I believe the SLCB agreed, but then prevaricated so that the cricket team that went included only three players of the top tier: Muralitharan, Romesh Kaluwitharana and Ruchira Perera. This was a muted outcome…. a disappointment for Chandra and peace-loving personnel.
An illustrated account of that visit and its cricket against a “Jaffna Districts XI” has been presented in 2009 in Thuppahi: …………………………………………………….. https://thuppahis.com/2017/09/27/cricketing-amity-september-2002-jan.
Note that Pirapāharan and LTTE personnel were among the spectators at the match. The story above is, now, a must-be-seen tale. This photo of the adulation showered upon Murali is one dimension of the story.

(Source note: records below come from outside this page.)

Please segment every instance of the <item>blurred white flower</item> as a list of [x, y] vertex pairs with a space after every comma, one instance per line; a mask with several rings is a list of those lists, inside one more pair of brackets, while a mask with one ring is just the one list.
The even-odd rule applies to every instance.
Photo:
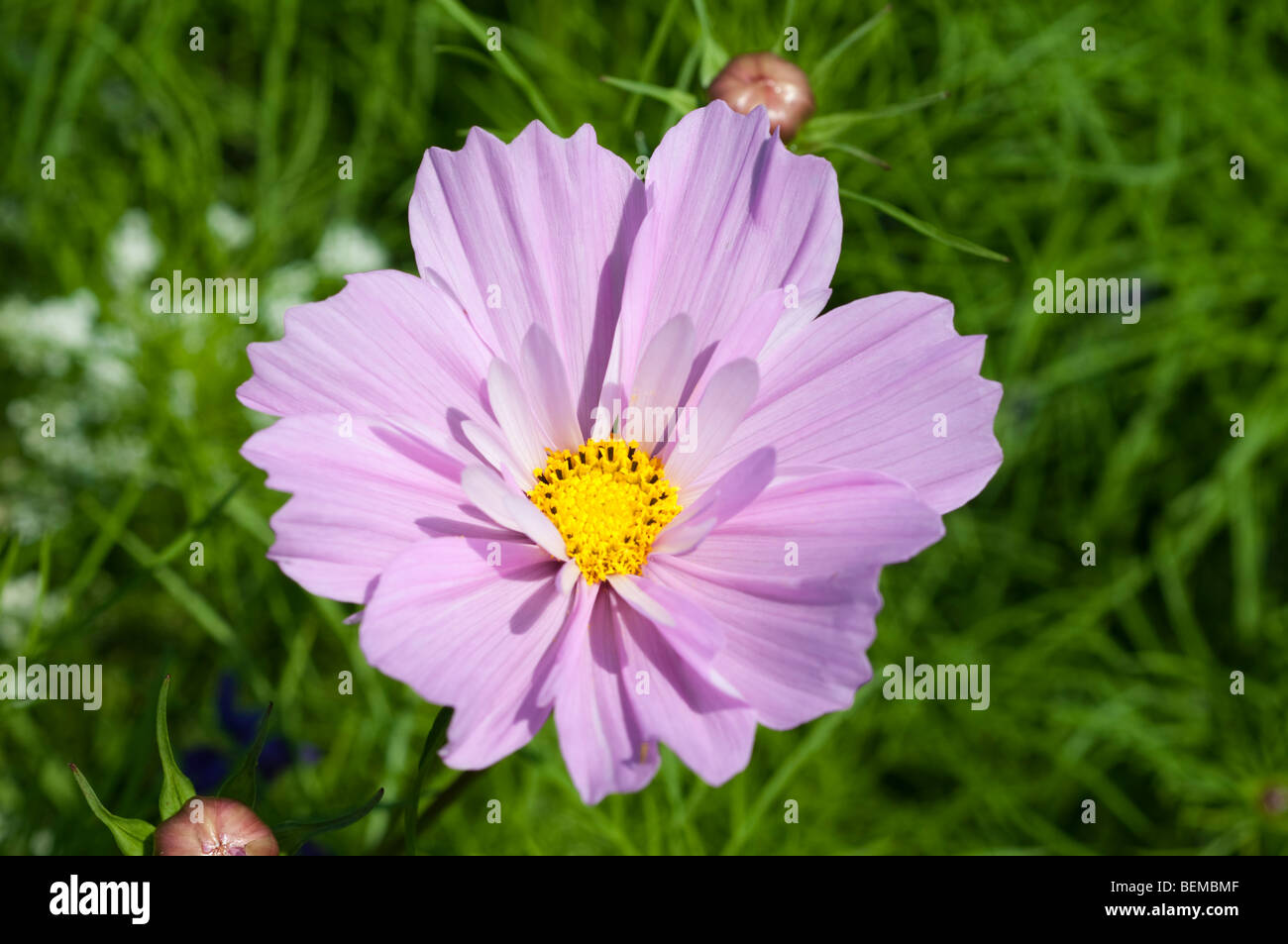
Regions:
[[322, 234], [313, 259], [323, 276], [349, 276], [388, 265], [384, 246], [367, 231], [353, 223], [332, 223]]
[[107, 237], [107, 278], [128, 288], [151, 276], [161, 259], [161, 243], [152, 234], [152, 222], [143, 210], [128, 210]]
[[241, 249], [255, 236], [255, 224], [228, 203], [211, 203], [206, 209], [206, 225], [228, 250]]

That picture, as well as those displaying the joys directed at Schaffter and others during their parade through town, are misleading. Writing much later, I have added this caution: “In 2002 Schaffter, Kaluwitharana and other well-intentioned organisers of the encounter would not have been aware that Pirapāharan was determined to secure independence for Thamilīlam and quite confident of success. [In short this meant] that the ceasefire would not last.”
The impact of the tsunami on the LTTE battle capacities in late 2004 delayed the final move on Pirapāharan’s part. But the inexorable determination and confidence remained. One momentous step in Pirapāharan’s move towards independent Eelam involved the assassination of Lakshman Kadirgamar in Colombo on the 12th August 2005[4] …. with the Tiger sniper using the top-floor of a Tamil neighbour in the prestigious Cinnamon Gardens suburb as his shooting perch.[5]

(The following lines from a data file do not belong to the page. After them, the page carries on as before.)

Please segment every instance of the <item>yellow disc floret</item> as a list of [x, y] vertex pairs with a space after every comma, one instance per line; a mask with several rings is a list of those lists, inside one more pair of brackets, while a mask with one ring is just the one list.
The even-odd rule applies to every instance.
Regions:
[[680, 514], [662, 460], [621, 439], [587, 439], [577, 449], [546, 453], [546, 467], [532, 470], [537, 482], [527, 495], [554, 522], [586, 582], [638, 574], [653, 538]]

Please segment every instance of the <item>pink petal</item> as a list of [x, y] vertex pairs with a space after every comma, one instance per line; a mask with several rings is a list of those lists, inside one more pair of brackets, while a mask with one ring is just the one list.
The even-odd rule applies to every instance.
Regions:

Eelam War IV was about to commence and the closing of the floodgates at Mavil Aru in July 2006 became the opening shot. All along, Pirapāharan and his cohorts were supremely confident about their march to independent status. On one occasion in 2006 Thamil Chelvam, the head of the LTTE’s civilian administration, confidently told a Sinhala negotiator: “we will teach you a lesson.”[6]
END NOTES
[1] See https://www.youtube.com/watch?v=64WW51eKLcY … and ….. https://island.lk/kumar-sangakkara-brings-pride-to-sri-lanka-yet-again/
[2] See https://thuppahis.com/2023/03/30/a-cricketing-saga-extraordinary/ …. And …. https://thuppahis.com/2023/04/01/chandra-schaffter-at-hockey-for-school-university-ceylon/#more-71392
[3] If my memory is reliable on this count, it must have been the match in early December 2003 when England was captained by Flintoff and Sri Lanka was skippered by Hashan Tillekeratne …. and when Murali bamboozled the Englishmen, but they hung on for a heroic draw. ………………………. …………. See
https://www.espncricinfo.com/series/england-tour-of-sri-lanka-2003-0461785/sri-lanka-vs-eng
[4] See https://www.google.com/search?q=assassination+of+Lakshman+Kadirgamar&rlz=1C1ONG
[5] The owner was a former Royal College cricketer named Thalayasingham who, at stage, was an incorrigible drunkard. The second floor of the house seems to have been accessed by the LTTE with the connivance of the Tamil servants. Be that as it may, Kadirgamar himself and the State security services seem to have been quite lax in covering this possibility: Kadirgamar was shot when he prepared for his regular early morning swim in his swimming pool.
[6] My recollection …. Probably a snippet relayed by Lalith Weeratunga when I interviewed him at my sister’s house in Wellawatte at some point in the years 2009-12 about the events leading to Eelam War IV. Weeratunga was a trusted figure in the Mahinda Rajapaksa administration: see https://www.itu.int/en/ITU-T/Workshops-and-Seminars/bsg/201310/Pages/WEERATH.
******************
Michael, you had failed to recognize Mahadevan Sathasivam of 1940s, in your listing of notable cricketers!